A larger trial is currently underway to confirm the results of this study and see whether the use of mouthwash could curb the spread of gonorrhea, according to a news release from the journal.

The Australian National Health and Medical Research Council funded the study. The researchers have disclosed no relevant financial relationships.

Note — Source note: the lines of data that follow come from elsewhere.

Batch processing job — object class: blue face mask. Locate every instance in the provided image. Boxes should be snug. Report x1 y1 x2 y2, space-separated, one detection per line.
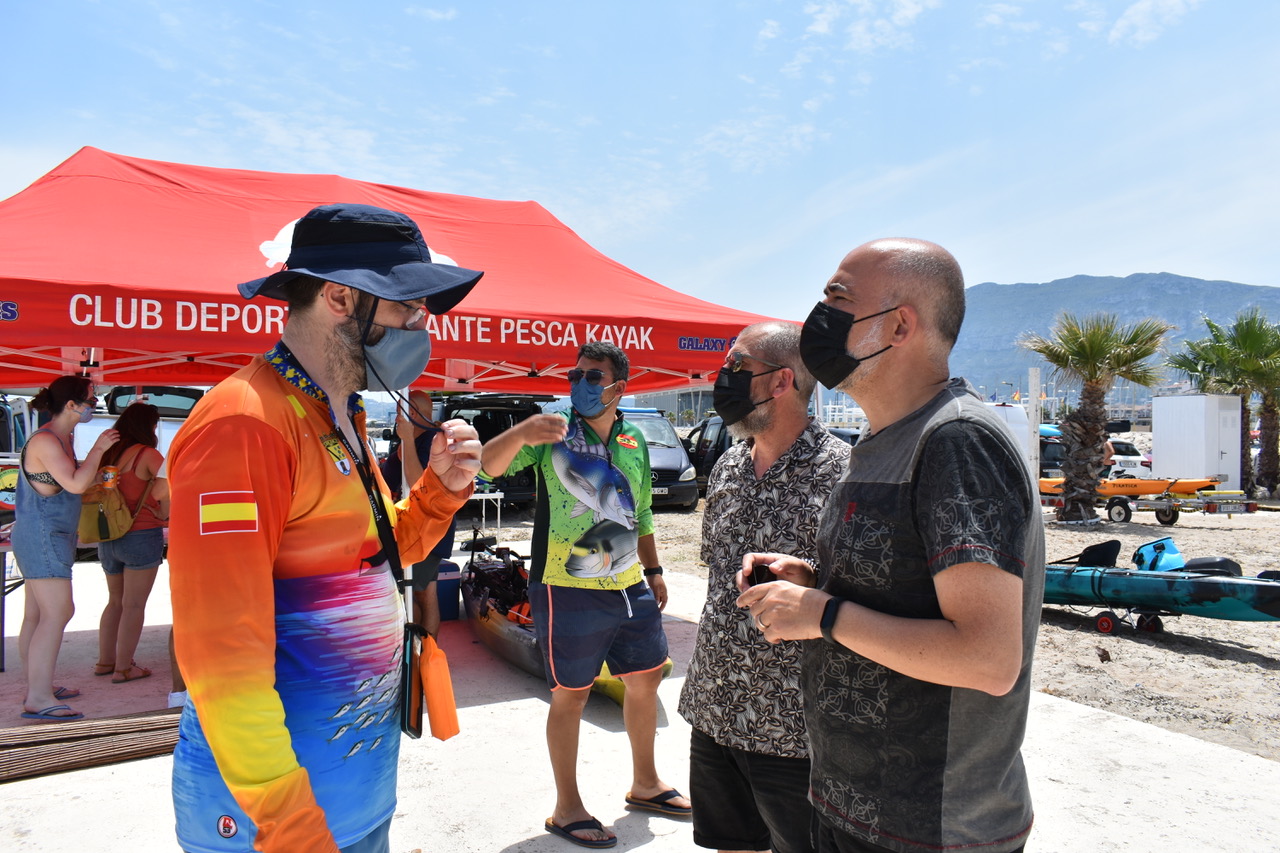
568 378 618 418
365 327 431 391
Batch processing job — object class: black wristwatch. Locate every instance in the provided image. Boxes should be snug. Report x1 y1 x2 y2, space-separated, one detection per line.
818 598 849 646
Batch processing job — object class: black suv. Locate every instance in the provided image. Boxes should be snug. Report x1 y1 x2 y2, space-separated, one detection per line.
620 407 698 510
440 393 556 503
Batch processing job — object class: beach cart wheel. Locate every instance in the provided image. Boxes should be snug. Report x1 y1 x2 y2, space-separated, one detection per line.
1138 613 1165 634
1107 498 1133 524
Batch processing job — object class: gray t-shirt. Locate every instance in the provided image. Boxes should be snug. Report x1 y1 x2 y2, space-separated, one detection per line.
801 379 1044 853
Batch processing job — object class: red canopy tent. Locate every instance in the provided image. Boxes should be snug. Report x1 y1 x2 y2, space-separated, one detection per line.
0 147 767 393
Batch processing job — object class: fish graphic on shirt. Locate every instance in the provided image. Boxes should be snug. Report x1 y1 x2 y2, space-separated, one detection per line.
552 420 636 530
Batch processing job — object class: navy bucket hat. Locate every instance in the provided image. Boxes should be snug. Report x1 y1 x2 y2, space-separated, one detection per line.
239 204 484 314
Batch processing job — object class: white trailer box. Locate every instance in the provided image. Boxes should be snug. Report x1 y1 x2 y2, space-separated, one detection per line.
1151 394 1240 489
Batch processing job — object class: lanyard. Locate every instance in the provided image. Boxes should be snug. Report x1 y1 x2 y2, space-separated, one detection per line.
276 341 404 587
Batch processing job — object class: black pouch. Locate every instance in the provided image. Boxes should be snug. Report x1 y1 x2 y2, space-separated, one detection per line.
401 622 425 738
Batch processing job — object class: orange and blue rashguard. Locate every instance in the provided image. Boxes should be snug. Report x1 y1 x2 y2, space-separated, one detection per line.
168 345 467 853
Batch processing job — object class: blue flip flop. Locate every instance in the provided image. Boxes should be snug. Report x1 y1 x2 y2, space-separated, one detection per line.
22 704 84 722
627 788 694 816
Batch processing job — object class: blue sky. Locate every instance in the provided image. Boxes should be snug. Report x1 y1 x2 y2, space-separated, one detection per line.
0 0 1280 319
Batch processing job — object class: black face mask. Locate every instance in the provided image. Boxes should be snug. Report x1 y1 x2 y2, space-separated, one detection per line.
712 368 781 427
800 302 901 388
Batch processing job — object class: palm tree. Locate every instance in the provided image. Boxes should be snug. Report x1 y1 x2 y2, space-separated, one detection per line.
1018 314 1174 521
1169 307 1280 497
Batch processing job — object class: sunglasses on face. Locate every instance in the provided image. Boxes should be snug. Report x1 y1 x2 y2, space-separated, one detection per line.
564 368 604 386
724 352 782 373
393 298 426 330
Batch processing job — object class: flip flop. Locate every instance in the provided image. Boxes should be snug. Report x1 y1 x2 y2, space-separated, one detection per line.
544 817 618 850
111 661 151 684
627 788 694 815
22 704 84 722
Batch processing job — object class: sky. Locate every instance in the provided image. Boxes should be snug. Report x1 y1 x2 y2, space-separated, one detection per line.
0 0 1280 320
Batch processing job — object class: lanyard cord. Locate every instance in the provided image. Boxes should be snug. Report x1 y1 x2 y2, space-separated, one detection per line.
279 341 404 587
334 412 404 585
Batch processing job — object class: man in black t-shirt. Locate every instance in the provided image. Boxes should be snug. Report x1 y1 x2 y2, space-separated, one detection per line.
739 240 1044 853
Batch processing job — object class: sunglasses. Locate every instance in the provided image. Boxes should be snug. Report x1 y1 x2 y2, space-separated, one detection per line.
392 298 426 330
564 368 604 386
724 352 782 373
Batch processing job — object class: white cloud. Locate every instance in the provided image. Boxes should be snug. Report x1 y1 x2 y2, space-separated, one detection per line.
476 86 516 106
804 3 841 36
404 6 458 20
1107 0 1201 45
846 0 941 54
698 114 818 172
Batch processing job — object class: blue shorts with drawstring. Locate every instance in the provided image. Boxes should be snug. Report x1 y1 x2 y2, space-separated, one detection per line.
97 528 164 575
529 581 667 690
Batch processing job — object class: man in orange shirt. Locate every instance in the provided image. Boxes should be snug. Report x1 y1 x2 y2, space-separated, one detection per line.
169 205 481 853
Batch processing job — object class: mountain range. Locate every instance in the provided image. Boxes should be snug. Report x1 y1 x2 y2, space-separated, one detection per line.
951 273 1280 398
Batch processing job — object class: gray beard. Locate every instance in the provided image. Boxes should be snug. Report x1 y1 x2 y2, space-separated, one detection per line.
325 318 369 391
728 401 773 441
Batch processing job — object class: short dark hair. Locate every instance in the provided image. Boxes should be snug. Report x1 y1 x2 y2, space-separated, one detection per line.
739 320 817 400
890 246 964 350
31 374 93 415
577 341 631 382
102 402 160 465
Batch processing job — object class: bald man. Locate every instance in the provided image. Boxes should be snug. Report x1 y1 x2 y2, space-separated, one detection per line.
739 240 1044 853
380 389 453 637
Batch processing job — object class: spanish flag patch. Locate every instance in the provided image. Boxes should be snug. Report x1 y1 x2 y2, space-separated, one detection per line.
200 492 257 535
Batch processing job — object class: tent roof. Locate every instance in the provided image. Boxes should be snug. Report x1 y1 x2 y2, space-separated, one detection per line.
0 147 768 393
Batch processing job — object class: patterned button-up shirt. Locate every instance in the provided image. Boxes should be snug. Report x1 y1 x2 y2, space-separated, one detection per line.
680 421 849 758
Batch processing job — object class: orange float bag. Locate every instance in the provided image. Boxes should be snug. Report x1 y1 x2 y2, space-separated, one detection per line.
419 634 458 740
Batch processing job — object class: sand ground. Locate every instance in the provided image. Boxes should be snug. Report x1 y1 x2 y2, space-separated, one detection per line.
0 494 1280 853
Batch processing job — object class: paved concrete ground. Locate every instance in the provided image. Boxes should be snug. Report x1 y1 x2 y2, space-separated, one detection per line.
0 564 1280 853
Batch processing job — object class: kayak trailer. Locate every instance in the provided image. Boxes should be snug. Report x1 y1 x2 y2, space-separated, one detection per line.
1041 491 1258 526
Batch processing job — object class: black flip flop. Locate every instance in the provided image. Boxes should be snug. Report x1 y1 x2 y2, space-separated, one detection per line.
627 788 694 817
544 817 618 849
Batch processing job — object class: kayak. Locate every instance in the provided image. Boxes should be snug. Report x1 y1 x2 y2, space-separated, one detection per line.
1044 538 1280 633
1041 476 1217 497
1044 564 1280 622
461 555 673 707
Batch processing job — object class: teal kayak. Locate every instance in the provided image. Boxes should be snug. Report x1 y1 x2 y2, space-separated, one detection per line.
1044 564 1280 622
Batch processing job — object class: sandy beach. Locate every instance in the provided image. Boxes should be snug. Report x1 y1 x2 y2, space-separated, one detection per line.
0 499 1280 853
491 494 1280 761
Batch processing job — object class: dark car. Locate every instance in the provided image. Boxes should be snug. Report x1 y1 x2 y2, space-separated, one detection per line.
440 393 556 503
622 409 698 510
681 415 733 494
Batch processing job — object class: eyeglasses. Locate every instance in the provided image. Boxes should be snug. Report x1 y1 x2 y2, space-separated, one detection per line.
392 298 426 329
724 352 783 373
564 368 604 386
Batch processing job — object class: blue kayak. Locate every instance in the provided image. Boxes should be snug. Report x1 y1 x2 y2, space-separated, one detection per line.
1044 564 1280 622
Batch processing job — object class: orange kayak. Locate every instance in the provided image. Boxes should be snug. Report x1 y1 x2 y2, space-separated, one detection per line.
1041 476 1217 497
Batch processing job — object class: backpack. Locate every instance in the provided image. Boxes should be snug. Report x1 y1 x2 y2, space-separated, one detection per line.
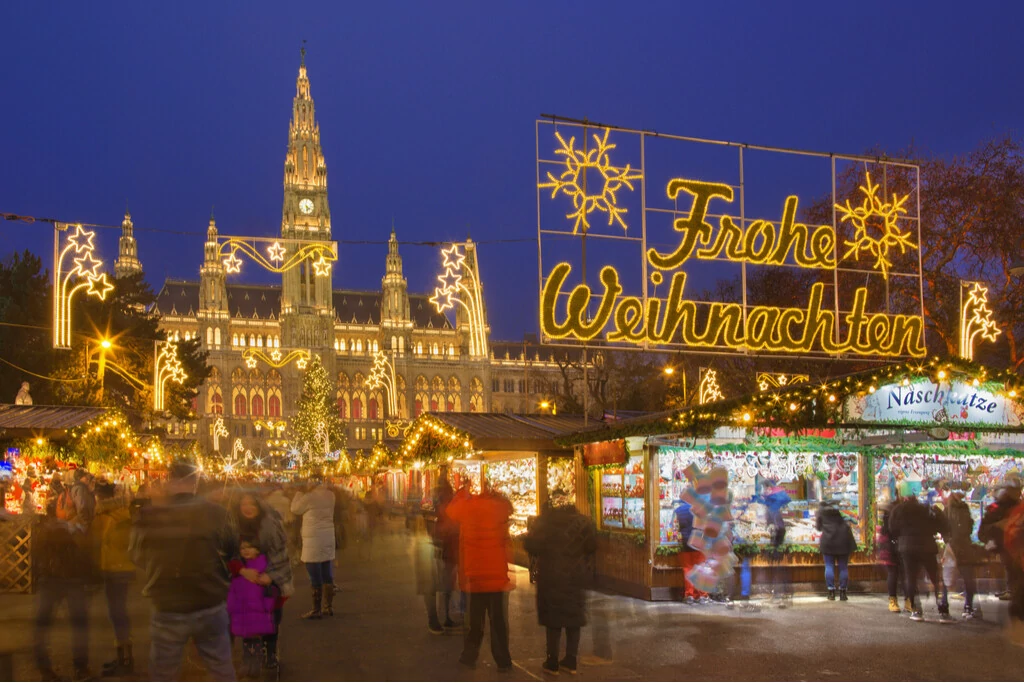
1002 503 1024 566
56 490 78 521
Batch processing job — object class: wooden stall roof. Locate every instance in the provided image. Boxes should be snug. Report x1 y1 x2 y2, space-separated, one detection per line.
0 403 106 438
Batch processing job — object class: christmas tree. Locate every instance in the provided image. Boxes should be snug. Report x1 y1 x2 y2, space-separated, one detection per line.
289 355 345 472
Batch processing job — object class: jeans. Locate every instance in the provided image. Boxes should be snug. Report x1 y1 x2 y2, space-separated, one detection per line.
103 574 132 645
306 560 334 588
547 627 580 665
824 555 850 591
150 603 234 681
35 579 89 670
900 553 949 614
461 592 512 668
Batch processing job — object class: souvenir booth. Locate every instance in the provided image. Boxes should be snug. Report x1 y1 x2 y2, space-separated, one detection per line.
398 413 584 564
559 359 1024 600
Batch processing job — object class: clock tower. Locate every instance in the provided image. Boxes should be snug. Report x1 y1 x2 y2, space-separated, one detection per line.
281 48 337 351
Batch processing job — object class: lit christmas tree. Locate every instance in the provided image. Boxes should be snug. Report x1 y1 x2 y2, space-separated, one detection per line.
289 355 345 473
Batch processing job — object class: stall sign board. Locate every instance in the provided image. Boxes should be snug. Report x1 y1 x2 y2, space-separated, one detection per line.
846 378 1024 428
583 439 626 467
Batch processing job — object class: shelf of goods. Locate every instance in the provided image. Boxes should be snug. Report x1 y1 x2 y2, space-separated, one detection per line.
874 454 1024 541
599 456 646 530
657 447 861 546
483 458 538 536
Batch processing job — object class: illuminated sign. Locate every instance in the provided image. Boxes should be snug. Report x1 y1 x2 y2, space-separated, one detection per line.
537 121 926 357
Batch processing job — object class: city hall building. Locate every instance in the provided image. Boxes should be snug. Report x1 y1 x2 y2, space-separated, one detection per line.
116 59 578 454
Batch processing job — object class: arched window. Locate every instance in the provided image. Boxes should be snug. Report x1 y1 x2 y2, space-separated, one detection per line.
234 391 246 415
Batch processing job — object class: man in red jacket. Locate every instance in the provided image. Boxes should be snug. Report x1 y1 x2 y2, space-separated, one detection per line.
447 482 512 672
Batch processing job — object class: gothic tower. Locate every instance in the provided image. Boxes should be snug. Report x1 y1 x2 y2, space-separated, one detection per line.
381 225 413 353
114 209 142 278
281 49 333 321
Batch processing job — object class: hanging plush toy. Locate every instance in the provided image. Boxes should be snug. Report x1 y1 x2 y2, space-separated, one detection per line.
681 465 737 592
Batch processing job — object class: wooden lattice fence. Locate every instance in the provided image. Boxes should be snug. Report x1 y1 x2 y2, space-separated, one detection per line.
0 517 32 593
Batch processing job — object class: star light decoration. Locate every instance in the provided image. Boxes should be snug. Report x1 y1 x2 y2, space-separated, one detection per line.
538 128 643 234
153 341 188 413
53 223 114 349
680 465 738 593
835 172 918 280
697 368 725 405
959 283 1001 360
429 243 487 358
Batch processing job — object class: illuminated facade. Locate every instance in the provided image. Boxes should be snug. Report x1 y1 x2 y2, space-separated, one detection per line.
151 59 579 456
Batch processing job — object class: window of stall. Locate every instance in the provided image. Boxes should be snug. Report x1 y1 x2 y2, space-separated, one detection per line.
595 456 646 531
657 446 862 546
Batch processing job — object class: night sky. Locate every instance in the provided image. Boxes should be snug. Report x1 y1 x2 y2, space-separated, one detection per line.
0 0 1024 340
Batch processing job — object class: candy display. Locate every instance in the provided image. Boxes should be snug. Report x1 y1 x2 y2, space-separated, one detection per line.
483 458 538 536
600 456 646 529
657 447 862 545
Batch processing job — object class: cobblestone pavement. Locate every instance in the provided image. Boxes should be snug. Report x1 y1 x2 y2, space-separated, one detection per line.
6 526 1024 681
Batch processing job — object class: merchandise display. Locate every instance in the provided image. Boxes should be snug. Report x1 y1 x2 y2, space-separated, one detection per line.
483 458 538 536
657 447 862 545
548 458 575 506
598 456 645 530
874 454 1024 541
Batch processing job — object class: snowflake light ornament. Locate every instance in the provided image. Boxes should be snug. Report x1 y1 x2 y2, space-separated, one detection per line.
538 128 643 234
835 172 918 280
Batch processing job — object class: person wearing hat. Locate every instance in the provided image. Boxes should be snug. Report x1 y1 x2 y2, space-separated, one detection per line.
978 478 1021 600
889 480 952 624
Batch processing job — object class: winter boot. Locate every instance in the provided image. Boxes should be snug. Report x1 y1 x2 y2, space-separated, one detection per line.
302 586 324 618
324 584 334 616
102 643 135 677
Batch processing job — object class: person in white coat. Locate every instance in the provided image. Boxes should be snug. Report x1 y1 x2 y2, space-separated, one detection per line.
292 477 335 618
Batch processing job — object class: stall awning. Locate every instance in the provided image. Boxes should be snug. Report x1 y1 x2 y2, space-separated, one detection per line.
0 403 106 438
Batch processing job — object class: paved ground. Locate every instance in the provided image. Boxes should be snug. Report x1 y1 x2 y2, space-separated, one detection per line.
0 520 1024 681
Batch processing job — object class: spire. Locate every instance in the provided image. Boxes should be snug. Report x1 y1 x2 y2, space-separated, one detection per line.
114 203 142 278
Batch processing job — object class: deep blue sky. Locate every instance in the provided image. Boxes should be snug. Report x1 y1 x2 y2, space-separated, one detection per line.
0 0 1024 339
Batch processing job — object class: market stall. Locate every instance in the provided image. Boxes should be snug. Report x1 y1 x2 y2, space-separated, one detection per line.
559 359 1024 599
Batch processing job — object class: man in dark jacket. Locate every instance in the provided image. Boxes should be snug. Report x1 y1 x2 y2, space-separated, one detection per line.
525 493 597 674
675 501 711 605
889 482 952 624
130 461 239 681
32 509 92 681
978 479 1021 600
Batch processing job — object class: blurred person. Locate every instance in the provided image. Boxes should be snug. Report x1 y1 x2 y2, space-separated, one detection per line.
228 494 295 672
673 501 711 605
815 501 857 601
129 461 239 681
524 490 597 674
32 493 93 681
889 481 952 624
978 478 1021 600
292 475 335 620
411 515 444 636
942 490 983 620
433 474 464 629
227 536 279 680
874 496 913 614
447 482 512 673
91 484 135 676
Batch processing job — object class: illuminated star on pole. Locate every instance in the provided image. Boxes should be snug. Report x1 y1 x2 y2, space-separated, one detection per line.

Sex Transm Infect. Published online December 20, 2016.

Study Highlights

  • For the in vitrostudy, researchers evaluated Listerine Cool Mint and Total Care products. They applied an aliquot of one of these Listerine products or phosphate-buffered saline (control) to an agar plate containing 108 colony-forming units/mL of a pharyngeal isolate of N gonorrhoeae.
  • The main result of this part of the research protocol was inhibition of N gonorrhoeae through 48 hours of observation.
  • The clinical trial of Listerine took place at a large medical center in Australia. This center instituted a program of screening MSM for oropharyngeal gonorrhea. Men with a positive result who returned for the treatment of gonorrhea could participate in the Listerine trial. Only men 16 years or older were eligible for study participation.
  • Men with urethral gonorrhea were excluded from participation in the trial.
  • Participants were randomly assigned to gargle for 1 minute with 20 mL of Listerine Cool Mint or gargle with saline solution.
  • Pharyngeal swabs were collected immediately before and 5 minutes after the gargling exercise. The main study outcome was the growth of N gonorrhoeae on GC agar before and after the gargle exercise.
  • In the in vitro study, Listerine inhibited the growth of gonorrhea, whereas the saline solution did not.
  • 196 men agreed to participate in the clinical trial, and 58 men tested positive on culture at the time of random selection. The median age of participants was 27 years, and 21% of participants used mouthwash daily. 9% of participants were HIV positive.
  • There were no significant differences in baseline characteristics in comparing the Listerine group vs the saline group.
  • After gargling was completed, the OR for a positive gonorrhea culture result at the pharyngeal surface was 0.20 (95% CI, 0.07-0.72) in comparing the Listerine group vs the saline group. The respective OR for a positive culture result at the tonsillar fossae was 0.14 (95% CI, 0.03-0.77).
  • There was no significant difference between treatment groups in the rate of positive culture results at the posterior oropharynx after gargling.
  • Overall, the rates of a positive culture result for gonorrhea after gargling were 52% in the Listerine group and 84% in the saline group.

Clinical Implications

  • Listerine mouthwash can reduce supragingival plaque and gingivitis. In addition, 2 microbiology studies found no development of resistant microorganisms or other presumptive oral pathogens among Listerine users.
  • In the current study by Chow and colleagues, Listerine mouthwash was inhibitory against N gonorrhoeae cultures in the laboratory and was more effective than saline in promoting negative oropharyngeal culture results for gonorrhea immediately after gargling.
  • Implications for the Healthcare Team: The current study suggests that Listerine mouthwash may be effective in the prevention and treatment of oropharyngeal gonorrhea. Listerine has a low risk for adverse effects and is inexpensive, and it may be recommended to individuals at high risk for oropharyngeal gonorrhea. However, further testing is needed before broader recommendations may be made.